Accurate overall, uneven by patient: a benchmark and demographic audit of deep learning for 12 lead ECG classification on PTB-XL
Rehman, A. D.; Nazir, S.
Show abstract
Deep learning reads 12 lead electrocardiograms at close to expert level on public benchmarks, yet most reports give one accuracy figure for the whole test set and stop there. We trained three architectures that are standard in this field, a 1D ResNet, a convolutional network with a bidirectional LSTM, and a convolutional network with a bidirectional LSTM followed by a transformer encoder, on the PTB-XL dataset to classify the five diagnostic superclasses, and then looked at how each one performed across sex and age. On the held out fold all three reached a macro AUC near 0.92, in line with the strongest published results on this benchmark, and the simplest model, the 1D ResNet, was marginally the best at 0.9241. The averages hid a steady pattern.
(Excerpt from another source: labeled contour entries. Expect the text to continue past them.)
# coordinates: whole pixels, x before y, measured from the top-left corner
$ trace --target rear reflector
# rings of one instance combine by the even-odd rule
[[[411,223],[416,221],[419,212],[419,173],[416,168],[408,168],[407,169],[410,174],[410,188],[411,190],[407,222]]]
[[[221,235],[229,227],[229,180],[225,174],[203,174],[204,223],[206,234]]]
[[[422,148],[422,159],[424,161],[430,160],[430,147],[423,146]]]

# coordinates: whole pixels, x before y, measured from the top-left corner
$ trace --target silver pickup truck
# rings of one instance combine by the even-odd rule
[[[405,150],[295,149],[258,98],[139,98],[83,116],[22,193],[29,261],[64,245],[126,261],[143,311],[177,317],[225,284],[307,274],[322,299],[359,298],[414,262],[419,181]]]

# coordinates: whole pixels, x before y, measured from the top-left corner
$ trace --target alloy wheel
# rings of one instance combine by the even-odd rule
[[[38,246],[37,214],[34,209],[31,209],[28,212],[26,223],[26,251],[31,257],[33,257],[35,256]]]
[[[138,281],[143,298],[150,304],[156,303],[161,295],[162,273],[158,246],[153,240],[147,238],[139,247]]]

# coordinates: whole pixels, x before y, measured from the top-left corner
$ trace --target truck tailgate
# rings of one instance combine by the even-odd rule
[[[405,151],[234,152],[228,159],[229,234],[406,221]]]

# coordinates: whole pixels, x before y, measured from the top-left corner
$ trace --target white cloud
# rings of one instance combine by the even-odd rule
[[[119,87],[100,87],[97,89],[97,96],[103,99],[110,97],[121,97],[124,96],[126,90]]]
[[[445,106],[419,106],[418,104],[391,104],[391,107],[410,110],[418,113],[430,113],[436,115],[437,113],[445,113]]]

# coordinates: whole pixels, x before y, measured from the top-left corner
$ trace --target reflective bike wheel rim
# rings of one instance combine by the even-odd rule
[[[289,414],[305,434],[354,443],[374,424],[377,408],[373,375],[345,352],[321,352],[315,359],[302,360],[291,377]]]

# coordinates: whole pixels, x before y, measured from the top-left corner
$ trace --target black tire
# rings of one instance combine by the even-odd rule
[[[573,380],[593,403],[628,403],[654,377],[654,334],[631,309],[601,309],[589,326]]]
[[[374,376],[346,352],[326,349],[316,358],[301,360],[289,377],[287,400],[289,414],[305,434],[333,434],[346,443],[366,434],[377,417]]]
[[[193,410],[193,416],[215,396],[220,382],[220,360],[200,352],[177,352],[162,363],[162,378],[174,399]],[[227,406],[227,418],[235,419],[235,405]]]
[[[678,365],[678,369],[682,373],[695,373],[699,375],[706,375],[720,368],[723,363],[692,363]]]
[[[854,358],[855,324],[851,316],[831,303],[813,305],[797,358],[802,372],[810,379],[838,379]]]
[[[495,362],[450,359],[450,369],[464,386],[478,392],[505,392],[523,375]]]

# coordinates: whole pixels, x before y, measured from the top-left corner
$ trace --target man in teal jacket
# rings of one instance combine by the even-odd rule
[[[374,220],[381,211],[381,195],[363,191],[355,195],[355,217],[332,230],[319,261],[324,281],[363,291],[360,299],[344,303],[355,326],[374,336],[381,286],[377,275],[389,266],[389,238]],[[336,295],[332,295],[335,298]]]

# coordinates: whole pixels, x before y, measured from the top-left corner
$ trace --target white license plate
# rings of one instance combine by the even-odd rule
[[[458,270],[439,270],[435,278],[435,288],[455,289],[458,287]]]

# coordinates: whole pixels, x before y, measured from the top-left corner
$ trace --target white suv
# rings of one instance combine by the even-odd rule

Every model scored lower for female patients than for male patients, and every model scored lowest for patients aged 80 and over, where the 1D ResNet fell to 0.8878 and the transformer to 0.8693. Adding complexity did not close either gap and slightly widened the gap by age. Overall accuracy on PTB-XL is close to solved for these model families, but the benefit is not shared evenly, and a single headline number hides the patients a model serves worst. We release the full stratified evaluation to support fairness aware reporting.